To continue from the last post, Emma Gilding's group, Insite, at Omnicom sees brand as more than just another sales tool. Instead, the focus is on the ways in which brand encourages citizenship.
Or doesn't.
“Citizens opt into a brand's rules and regulations because they get benefits from adhering to them.” In order to sell, Emma believes that the product must fulfill its promise.
Emma often talks about her work in political terms. “Brand has to have a genuine value to citizens or they fail.
Before new technology, companies could get away with a top-down approach – people had to look to the governor of the brand for the value(s) of the product”. These citizens could never be sure if they were the only ones finding or not finding the value themselves.”
These days the Web forces transparency.
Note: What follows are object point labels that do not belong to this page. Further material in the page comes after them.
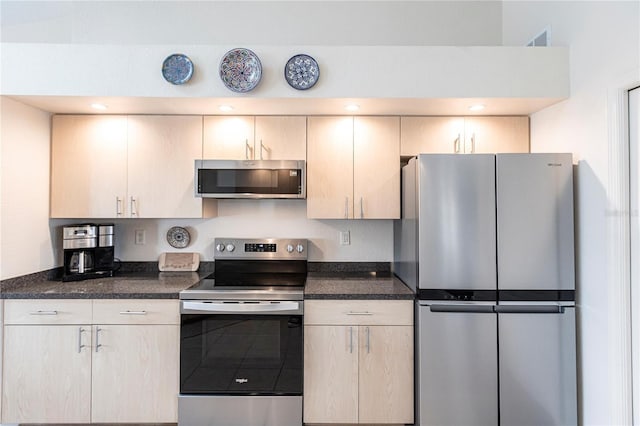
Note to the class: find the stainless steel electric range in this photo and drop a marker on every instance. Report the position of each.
(241, 344)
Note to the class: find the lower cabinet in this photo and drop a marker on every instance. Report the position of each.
(358, 362)
(99, 361)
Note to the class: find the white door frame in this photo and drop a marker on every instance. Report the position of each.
(620, 360)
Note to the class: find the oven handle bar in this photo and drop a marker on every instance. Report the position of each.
(227, 307)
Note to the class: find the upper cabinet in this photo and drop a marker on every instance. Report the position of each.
(125, 166)
(353, 167)
(480, 134)
(254, 138)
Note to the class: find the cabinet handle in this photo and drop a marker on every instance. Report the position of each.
(80, 345)
(134, 206)
(456, 144)
(44, 313)
(350, 340)
(118, 206)
(98, 345)
(368, 341)
(247, 149)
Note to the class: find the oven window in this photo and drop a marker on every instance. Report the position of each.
(241, 354)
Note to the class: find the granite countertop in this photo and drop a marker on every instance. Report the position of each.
(356, 286)
(132, 285)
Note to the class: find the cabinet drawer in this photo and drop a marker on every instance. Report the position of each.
(358, 312)
(50, 311)
(136, 311)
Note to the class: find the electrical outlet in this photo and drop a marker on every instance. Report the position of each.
(140, 237)
(345, 238)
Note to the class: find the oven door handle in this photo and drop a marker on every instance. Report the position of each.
(225, 307)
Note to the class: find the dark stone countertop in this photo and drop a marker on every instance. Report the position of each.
(356, 286)
(132, 285)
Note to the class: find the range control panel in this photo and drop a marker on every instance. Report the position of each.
(270, 248)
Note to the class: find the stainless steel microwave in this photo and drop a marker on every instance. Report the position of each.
(250, 178)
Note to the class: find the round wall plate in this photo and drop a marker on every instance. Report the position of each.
(301, 72)
(177, 68)
(178, 237)
(240, 70)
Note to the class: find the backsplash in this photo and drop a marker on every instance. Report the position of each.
(370, 240)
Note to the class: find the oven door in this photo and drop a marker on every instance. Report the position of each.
(241, 347)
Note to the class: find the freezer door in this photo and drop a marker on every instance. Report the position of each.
(534, 195)
(457, 221)
(457, 380)
(537, 366)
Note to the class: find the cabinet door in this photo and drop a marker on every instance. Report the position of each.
(162, 150)
(330, 168)
(281, 138)
(47, 374)
(496, 134)
(228, 138)
(431, 135)
(331, 374)
(386, 374)
(376, 169)
(135, 374)
(88, 166)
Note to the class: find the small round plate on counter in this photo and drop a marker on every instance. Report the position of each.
(240, 70)
(301, 72)
(178, 237)
(177, 68)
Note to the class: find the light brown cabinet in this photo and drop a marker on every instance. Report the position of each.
(125, 166)
(254, 138)
(368, 348)
(80, 361)
(353, 168)
(477, 134)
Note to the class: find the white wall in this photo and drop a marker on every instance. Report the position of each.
(240, 23)
(603, 38)
(25, 241)
(371, 240)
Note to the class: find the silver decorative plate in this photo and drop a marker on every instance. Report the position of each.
(177, 68)
(178, 237)
(301, 72)
(240, 70)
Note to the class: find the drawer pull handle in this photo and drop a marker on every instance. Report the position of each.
(44, 313)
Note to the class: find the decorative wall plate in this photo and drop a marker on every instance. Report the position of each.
(301, 72)
(177, 68)
(178, 237)
(240, 70)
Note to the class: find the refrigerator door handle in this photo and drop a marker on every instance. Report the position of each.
(481, 309)
(530, 309)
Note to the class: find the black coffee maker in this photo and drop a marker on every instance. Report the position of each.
(88, 251)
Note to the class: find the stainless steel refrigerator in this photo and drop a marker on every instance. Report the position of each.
(487, 243)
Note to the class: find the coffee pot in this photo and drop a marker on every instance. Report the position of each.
(88, 251)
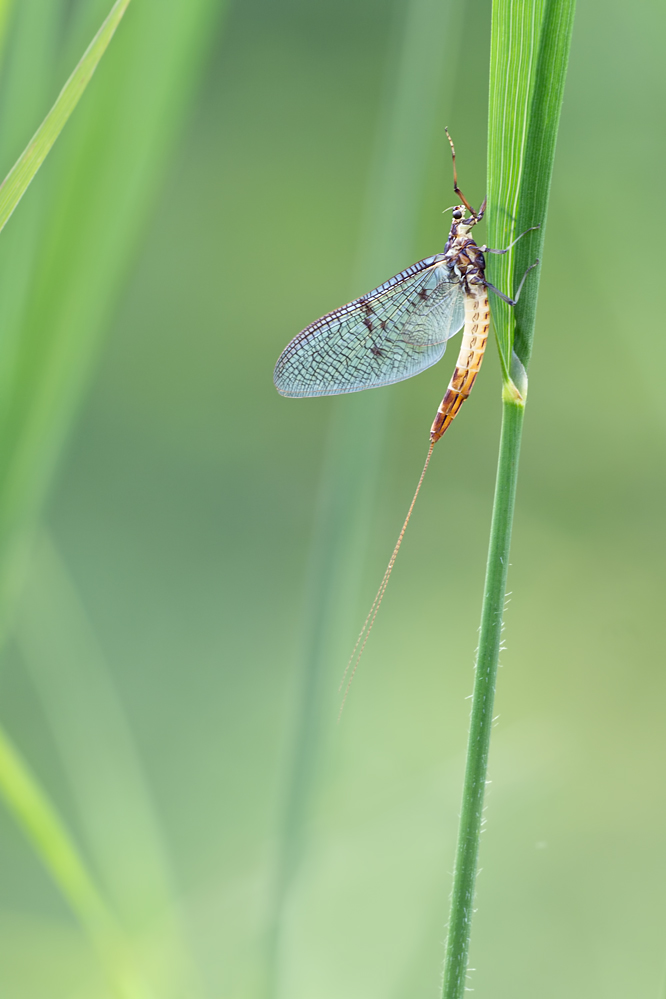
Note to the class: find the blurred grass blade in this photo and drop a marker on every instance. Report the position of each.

There’s nowhere to hide. Consumer-led groups gather to hear from and tell each other about the value of the symbol.
If a brand is not persuasive, the product is no longer a symbol – it’s just a product. It won't distinguish itself among its competitors.
On the other hand, a coherent and responsive conversation between a company's brand and people they target is the only way for promises to remain credible.
Learning by Example
Perhaps the most famous illustration of a failure to really enagage with people who buy a product exists in the famous Mentos/Coke video. Mentos was thrilled and encouraged the distribution.
Coke, on the other hand, objected. Their brand stated “Coke is fun,” but executives put out the message that “this isn’t the sort of fun Coke means.”
“The citizens of the coke world spoke up – just like any civilization,” says Emma. “To them the explosion WAS fun.” In a democracy, if you deny the voice of the people, the brand fails -- or at least is weakened."
And no one will buy what you're selling.